Tuttavia, si può pensare che il diritto alla privacy non sia assoluto, ma si debba bilanciare, soprattutto in condizioni di emergenza, con altri diritti, come quello alla salute. Il bilanciamento è una strategia plausibile, soprattutto se conduce a restrizioni strettamente necessarie, proporzionate e solo temporanee del diritto alla privacy. Questa è la prospettiva del Regolamento europeo per la protezione dei dati personali, del 2016 e quella espressa dal Garante per la privacy. E il diritto alla privacy deve cedere il passo a doveri negativi: se per avere il controllo dei nostri dati dovessimo infliggere un danno a terzi innocenti, ci si potrebbe chiedere di rinunciare alla riservatezza, in molti casi.

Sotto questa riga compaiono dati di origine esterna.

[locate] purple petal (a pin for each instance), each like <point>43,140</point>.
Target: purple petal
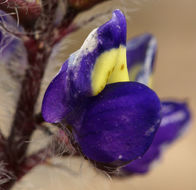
<point>109,36</point>
<point>141,53</point>
<point>120,123</point>
<point>68,91</point>
<point>176,117</point>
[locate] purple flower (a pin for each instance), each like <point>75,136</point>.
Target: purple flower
<point>113,120</point>
<point>175,115</point>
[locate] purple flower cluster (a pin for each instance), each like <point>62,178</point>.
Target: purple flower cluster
<point>105,97</point>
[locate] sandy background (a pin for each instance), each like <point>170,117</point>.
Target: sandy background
<point>173,22</point>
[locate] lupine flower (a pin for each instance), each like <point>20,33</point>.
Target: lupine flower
<point>113,120</point>
<point>175,115</point>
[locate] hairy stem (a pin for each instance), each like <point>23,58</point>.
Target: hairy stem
<point>27,12</point>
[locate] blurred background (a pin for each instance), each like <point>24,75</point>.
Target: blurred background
<point>173,23</point>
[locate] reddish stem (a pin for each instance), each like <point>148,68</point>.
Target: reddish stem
<point>28,11</point>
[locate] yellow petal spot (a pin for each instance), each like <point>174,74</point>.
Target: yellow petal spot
<point>133,72</point>
<point>110,67</point>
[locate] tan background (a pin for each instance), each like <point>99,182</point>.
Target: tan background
<point>173,22</point>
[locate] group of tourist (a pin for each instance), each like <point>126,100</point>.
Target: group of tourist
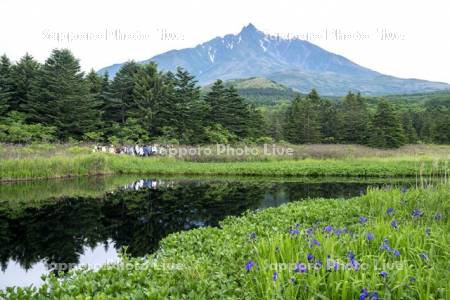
<point>137,150</point>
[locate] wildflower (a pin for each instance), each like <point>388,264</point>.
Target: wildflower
<point>361,191</point>
<point>354,264</point>
<point>351,255</point>
<point>328,228</point>
<point>315,243</point>
<point>294,231</point>
<point>275,276</point>
<point>339,232</point>
<point>335,265</point>
<point>249,265</point>
<point>394,224</point>
<point>330,265</point>
<point>364,294</point>
<point>386,247</point>
<point>319,264</point>
<point>300,268</point>
<point>423,255</point>
<point>438,216</point>
<point>416,213</point>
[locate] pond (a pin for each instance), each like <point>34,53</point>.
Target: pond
<point>55,225</point>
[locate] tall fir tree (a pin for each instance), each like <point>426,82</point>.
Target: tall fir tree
<point>24,76</point>
<point>386,129</point>
<point>6,85</point>
<point>120,96</point>
<point>61,97</point>
<point>408,129</point>
<point>150,97</point>
<point>354,119</point>
<point>188,108</point>
<point>302,121</point>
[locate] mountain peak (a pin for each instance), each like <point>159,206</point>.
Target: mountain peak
<point>295,63</point>
<point>250,28</point>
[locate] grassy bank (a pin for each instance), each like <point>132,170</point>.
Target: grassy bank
<point>58,161</point>
<point>101,164</point>
<point>388,243</point>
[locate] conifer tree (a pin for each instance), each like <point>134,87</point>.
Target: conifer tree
<point>386,129</point>
<point>150,98</point>
<point>354,119</point>
<point>120,97</point>
<point>187,107</point>
<point>24,76</point>
<point>302,126</point>
<point>6,86</point>
<point>61,97</point>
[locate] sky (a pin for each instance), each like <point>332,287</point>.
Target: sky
<point>408,39</point>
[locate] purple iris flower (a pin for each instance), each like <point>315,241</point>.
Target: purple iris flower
<point>351,255</point>
<point>300,268</point>
<point>438,216</point>
<point>423,255</point>
<point>315,243</point>
<point>328,228</point>
<point>394,224</point>
<point>386,247</point>
<point>416,213</point>
<point>319,264</point>
<point>294,231</point>
<point>364,294</point>
<point>249,265</point>
<point>332,264</point>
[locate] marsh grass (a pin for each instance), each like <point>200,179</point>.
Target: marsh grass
<point>102,164</point>
<point>211,262</point>
<point>56,161</point>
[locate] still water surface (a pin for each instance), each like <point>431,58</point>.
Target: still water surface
<point>87,221</point>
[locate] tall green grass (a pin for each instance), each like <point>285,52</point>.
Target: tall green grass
<point>96,164</point>
<point>210,263</point>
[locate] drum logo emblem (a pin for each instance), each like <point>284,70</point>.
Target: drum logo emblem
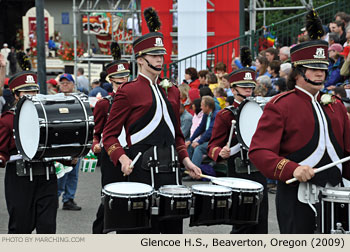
<point>30,79</point>
<point>159,42</point>
<point>120,67</point>
<point>319,53</point>
<point>63,110</point>
<point>248,76</point>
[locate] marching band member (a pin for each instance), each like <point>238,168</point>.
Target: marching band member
<point>31,198</point>
<point>118,73</point>
<point>300,130</point>
<point>242,84</point>
<point>150,115</point>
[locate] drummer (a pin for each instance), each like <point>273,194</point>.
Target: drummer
<point>148,109</point>
<point>242,85</point>
<point>299,130</point>
<point>31,200</point>
<point>118,73</point>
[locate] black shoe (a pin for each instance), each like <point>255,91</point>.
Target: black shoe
<point>71,205</point>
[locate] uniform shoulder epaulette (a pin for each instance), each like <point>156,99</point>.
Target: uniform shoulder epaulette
<point>280,96</point>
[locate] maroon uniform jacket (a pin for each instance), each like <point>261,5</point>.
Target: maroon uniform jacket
<point>134,100</point>
<point>100,117</point>
<point>289,134</point>
<point>7,142</point>
<point>220,133</point>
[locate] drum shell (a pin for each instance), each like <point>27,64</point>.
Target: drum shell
<point>174,206</point>
<point>118,216</point>
<point>57,132</point>
<point>339,214</point>
<point>245,207</point>
<point>210,210</point>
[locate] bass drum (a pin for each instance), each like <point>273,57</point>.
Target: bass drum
<point>248,116</point>
<point>53,126</point>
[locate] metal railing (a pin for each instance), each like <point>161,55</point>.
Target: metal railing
<point>286,32</point>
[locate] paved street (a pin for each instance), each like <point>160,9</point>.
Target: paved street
<point>88,197</point>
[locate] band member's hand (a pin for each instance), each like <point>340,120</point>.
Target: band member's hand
<point>303,173</point>
<point>195,144</point>
<point>225,152</point>
<point>97,148</point>
<point>195,171</point>
<point>125,162</point>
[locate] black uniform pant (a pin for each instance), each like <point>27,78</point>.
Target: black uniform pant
<point>262,226</point>
<point>293,216</point>
<point>30,204</point>
<point>109,174</point>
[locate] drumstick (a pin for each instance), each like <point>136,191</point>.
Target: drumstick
<point>325,167</point>
<point>233,123</point>
<point>134,161</point>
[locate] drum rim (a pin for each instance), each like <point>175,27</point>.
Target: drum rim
<point>174,195</point>
<point>238,189</point>
<point>16,129</point>
<point>125,195</point>
<point>196,191</point>
<point>237,130</point>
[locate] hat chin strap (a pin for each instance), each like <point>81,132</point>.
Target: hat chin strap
<point>302,73</point>
<point>153,67</point>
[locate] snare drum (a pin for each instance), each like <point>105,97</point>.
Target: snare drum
<point>248,116</point>
<point>246,198</point>
<point>47,126</point>
<point>335,210</point>
<point>174,202</point>
<point>211,204</point>
<point>127,206</point>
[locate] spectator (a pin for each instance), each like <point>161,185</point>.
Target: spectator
<point>333,38</point>
<point>226,85</point>
<point>5,51</point>
<point>285,70</point>
<point>197,117</point>
<point>12,58</point>
<point>340,29</point>
<point>82,81</point>
<point>271,54</point>
<point>284,54</point>
<point>51,86</point>
<point>196,149</point>
<point>212,81</point>
<point>104,83</point>
<point>261,64</point>
<point>265,81</point>
<point>274,71</point>
<point>202,76</point>
<point>336,62</point>
<point>96,89</point>
<point>191,77</point>
<point>221,95</point>
<point>207,91</point>
<point>220,70</point>
<point>186,122</point>
<point>67,185</point>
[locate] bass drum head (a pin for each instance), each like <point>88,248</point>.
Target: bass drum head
<point>127,189</point>
<point>240,185</point>
<point>248,119</point>
<point>28,129</point>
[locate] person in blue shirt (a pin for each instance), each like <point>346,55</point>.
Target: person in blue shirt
<point>96,88</point>
<point>196,149</point>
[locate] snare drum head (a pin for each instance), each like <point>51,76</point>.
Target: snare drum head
<point>127,188</point>
<point>238,184</point>
<point>248,118</point>
<point>174,190</point>
<point>210,189</point>
<point>27,129</point>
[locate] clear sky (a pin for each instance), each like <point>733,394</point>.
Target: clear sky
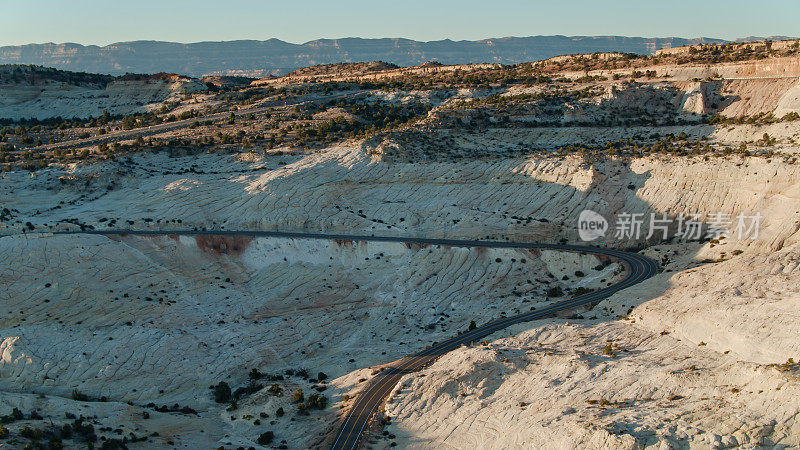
<point>102,22</point>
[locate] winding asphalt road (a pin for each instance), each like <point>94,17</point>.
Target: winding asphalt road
<point>372,397</point>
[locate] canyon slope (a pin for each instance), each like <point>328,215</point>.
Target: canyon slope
<point>175,339</point>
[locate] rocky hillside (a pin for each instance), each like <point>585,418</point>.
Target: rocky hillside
<point>40,93</point>
<point>261,58</point>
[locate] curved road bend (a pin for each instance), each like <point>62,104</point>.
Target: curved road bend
<point>372,397</point>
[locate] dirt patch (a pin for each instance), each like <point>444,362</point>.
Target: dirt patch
<point>223,245</point>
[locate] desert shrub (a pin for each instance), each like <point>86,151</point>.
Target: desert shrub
<point>297,396</point>
<point>33,434</point>
<point>555,291</point>
<point>266,438</point>
<point>222,392</point>
<point>316,401</point>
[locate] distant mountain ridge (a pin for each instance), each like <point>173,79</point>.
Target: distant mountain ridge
<point>273,56</point>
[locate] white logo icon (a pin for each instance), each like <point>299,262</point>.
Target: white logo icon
<point>591,225</point>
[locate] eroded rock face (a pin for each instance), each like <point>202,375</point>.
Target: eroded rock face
<point>158,319</point>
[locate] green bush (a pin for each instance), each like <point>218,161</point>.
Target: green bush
<point>222,392</point>
<point>266,438</point>
<point>297,396</point>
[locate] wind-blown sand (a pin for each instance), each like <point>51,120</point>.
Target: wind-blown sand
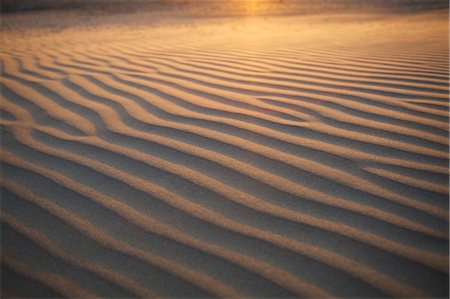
<point>250,156</point>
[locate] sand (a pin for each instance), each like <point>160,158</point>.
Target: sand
<point>163,154</point>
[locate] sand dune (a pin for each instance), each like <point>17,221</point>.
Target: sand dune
<point>301,156</point>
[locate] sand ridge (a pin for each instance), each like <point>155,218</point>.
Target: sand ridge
<point>297,157</point>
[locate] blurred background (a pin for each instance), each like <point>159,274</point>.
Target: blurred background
<point>220,6</point>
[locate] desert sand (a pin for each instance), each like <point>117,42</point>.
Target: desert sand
<point>192,153</point>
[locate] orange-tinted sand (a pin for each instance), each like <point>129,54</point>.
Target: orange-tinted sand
<point>250,156</point>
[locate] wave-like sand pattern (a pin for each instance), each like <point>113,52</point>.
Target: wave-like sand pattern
<point>171,162</point>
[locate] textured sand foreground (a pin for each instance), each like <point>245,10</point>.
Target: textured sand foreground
<point>303,156</point>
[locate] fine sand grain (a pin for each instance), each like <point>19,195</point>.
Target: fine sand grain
<point>165,155</point>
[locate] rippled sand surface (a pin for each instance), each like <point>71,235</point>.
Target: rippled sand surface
<point>251,156</point>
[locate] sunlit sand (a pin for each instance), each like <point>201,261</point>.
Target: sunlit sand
<point>255,149</point>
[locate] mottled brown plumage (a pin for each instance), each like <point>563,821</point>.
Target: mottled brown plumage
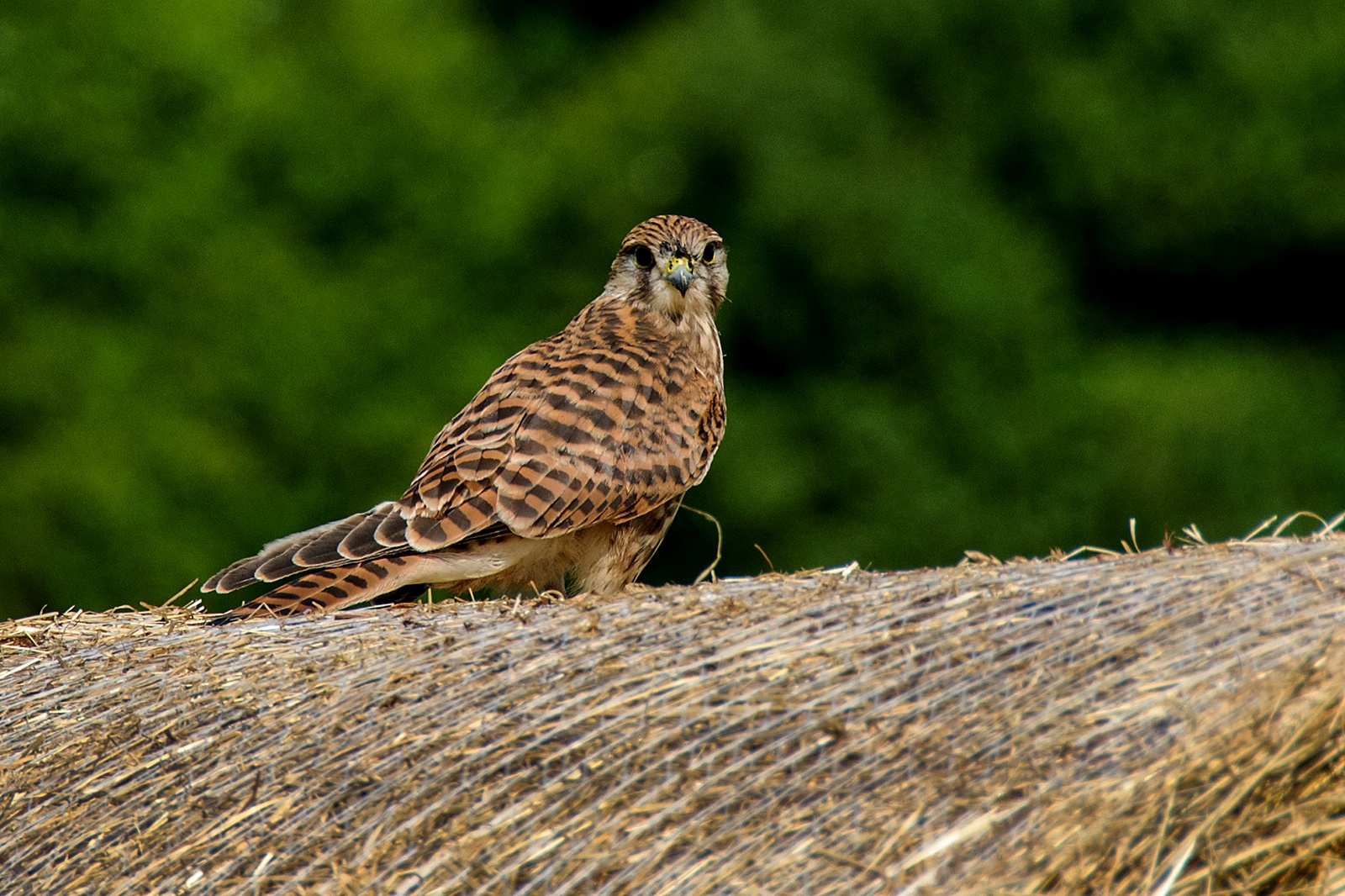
<point>572,458</point>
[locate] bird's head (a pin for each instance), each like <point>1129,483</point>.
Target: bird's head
<point>674,264</point>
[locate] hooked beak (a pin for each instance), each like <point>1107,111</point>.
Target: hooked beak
<point>678,272</point>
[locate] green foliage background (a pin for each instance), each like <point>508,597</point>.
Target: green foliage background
<point>986,264</point>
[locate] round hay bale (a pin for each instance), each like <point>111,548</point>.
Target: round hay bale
<point>1160,723</point>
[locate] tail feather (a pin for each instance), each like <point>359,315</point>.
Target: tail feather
<point>327,546</point>
<point>330,588</point>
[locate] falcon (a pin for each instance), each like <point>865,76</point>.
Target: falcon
<point>572,459</point>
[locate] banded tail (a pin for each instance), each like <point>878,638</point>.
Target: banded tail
<point>330,588</point>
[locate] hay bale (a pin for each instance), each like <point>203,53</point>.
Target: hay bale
<point>1163,723</point>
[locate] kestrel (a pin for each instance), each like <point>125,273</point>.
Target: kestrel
<point>573,458</point>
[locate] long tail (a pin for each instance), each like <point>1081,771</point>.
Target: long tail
<point>330,588</point>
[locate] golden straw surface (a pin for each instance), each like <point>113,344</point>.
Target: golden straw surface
<point>1160,723</point>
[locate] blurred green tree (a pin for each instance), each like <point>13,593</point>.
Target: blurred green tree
<point>1004,273</point>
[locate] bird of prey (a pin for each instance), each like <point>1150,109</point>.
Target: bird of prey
<point>573,458</point>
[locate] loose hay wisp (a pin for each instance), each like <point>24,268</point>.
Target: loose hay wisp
<point>1160,724</point>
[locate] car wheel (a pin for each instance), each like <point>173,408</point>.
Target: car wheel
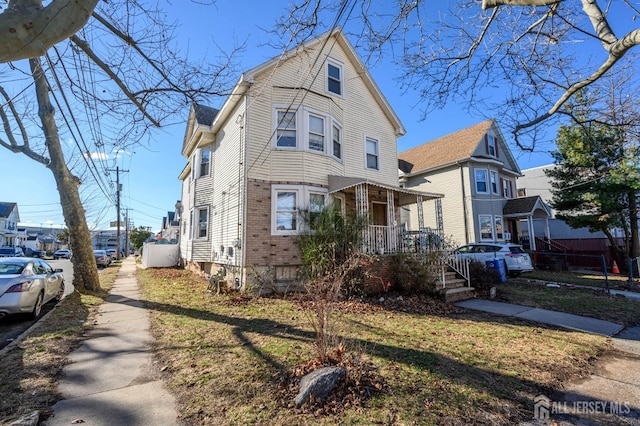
<point>60,292</point>
<point>37,308</point>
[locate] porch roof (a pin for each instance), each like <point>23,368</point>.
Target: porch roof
<point>406,196</point>
<point>526,206</point>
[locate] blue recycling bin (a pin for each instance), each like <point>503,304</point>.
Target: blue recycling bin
<point>498,265</point>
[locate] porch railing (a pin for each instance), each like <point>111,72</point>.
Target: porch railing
<point>388,240</point>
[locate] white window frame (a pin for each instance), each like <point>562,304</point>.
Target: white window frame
<point>367,153</point>
<point>485,218</point>
<point>340,80</point>
<point>335,125</point>
<point>494,181</point>
<point>286,109</point>
<point>485,172</point>
<point>196,222</point>
<point>303,195</point>
<point>506,188</point>
<point>499,234</point>
<point>491,145</point>
<point>201,155</point>
<point>308,132</point>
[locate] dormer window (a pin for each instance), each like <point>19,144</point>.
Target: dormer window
<point>492,148</point>
<point>334,78</point>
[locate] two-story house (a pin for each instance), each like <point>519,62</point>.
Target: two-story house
<point>304,130</point>
<point>476,171</point>
<point>9,218</point>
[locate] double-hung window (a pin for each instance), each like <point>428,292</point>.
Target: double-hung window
<point>316,133</point>
<point>286,214</point>
<point>337,141</point>
<point>286,135</point>
<point>205,162</point>
<point>372,152</point>
<point>202,222</point>
<point>494,182</point>
<point>492,149</point>
<point>334,78</point>
<point>486,227</point>
<point>499,231</point>
<point>481,181</point>
<point>286,203</point>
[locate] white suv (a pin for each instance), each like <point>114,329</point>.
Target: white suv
<point>516,260</point>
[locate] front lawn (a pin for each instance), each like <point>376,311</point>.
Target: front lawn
<point>227,358</point>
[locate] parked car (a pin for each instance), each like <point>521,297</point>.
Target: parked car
<point>515,258</point>
<point>62,254</point>
<point>102,258</point>
<point>35,253</point>
<point>11,252</point>
<point>26,284</point>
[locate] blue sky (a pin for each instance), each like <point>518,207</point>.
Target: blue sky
<point>150,185</point>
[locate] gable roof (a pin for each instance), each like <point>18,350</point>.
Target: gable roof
<point>446,149</point>
<point>525,206</point>
<point>6,209</point>
<point>248,77</point>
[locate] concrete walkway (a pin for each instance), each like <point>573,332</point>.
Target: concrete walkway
<point>110,379</point>
<point>545,316</point>
<point>608,396</point>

Ma la possibilità di un trattamento discriminatorio privo di basi non si evita né ponendo limiti temporali, né invocando un bilanciamento di diritti. L’idea di costringere, ma anche di invitare, alcuni cittadini a non esercitare diritti che invece sono concessi agli altri e di infliggere loro i danni materiali e psicologici della quarantena mi sembra indifendibile, anche se fosse temporanea. Non si tratta di limitare i diritti di tutti per consentire eguaglianza nella fruizione del diritto alla salute. Si tratta di chiedere ad alcuni un sacrificio, per il beneficio di altri. (E, forse, si tratta di chiedere un sacrificio a maggioranze per il beneficio di minoranze.) A questo punto, forse meglio il lockdown generalizzato e l’apertura generalizzata; se veramente crediamo che l’isolamento sia il mezzo per prevenire il contagio, allora forse meglio impegnarsi tutti, piuttosto che chiedere ad alcuni di farlo per il nostro bene.